In his latest issue of The Gartman Letter, Dennis Gartman discusses the implication of China’s devaluation of the Renminbi and whether or not this is the beginning of a currency war. Gartman also shares his take on the gold, oil and coal markets.
First shot fired?
Gartman addresses concerns that China’s surprising decision to “quasi-float” the Renminbi by expressing his confidence that China is not “lunatic enough” to start a global currency war. “They know that in that event few if any are left as winners and many… indeed most… are left bereft and broken,” he explains.
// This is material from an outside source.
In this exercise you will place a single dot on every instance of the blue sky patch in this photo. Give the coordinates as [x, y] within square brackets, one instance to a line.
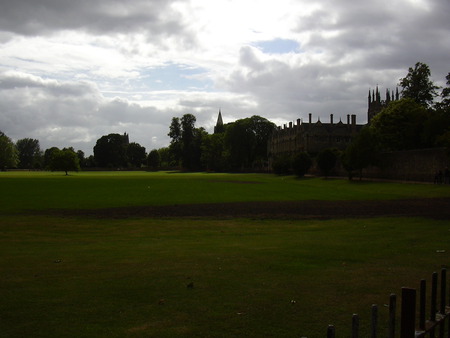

Gartman sees this move by China as a response to the IMF, which has said that the Renminbi must be more freely floated before it can be considered a full-fledged reservable currency.
Gold
Gartman believes that gold is currently “strong and it shall get stronger” following the move by the Chinese Central Bank. The devaluation will encourage gold buying in China, which will further entice potential gold buyers who have been awaiting signs of life from the market. In addition, Gartman believes the “stage is and has been set for a massive short covering rally.”
Oil & coal
While oil has rallied right along with other commodities following the Chinese devaluation, Gartman has little confidence in the longevity of the move. “The problem for WTI crude is simple: our drillers are becoming better and more efficient by the hour, the day and the month,” he writes.
In coal, on the other hand, Gartman sees major potential for profits for patient investors. He calls coal “almost comically oversold” and believes that coal prices can rise up to 100 percent in a “rather short span of time” when the coal bear market eventually comes to an end.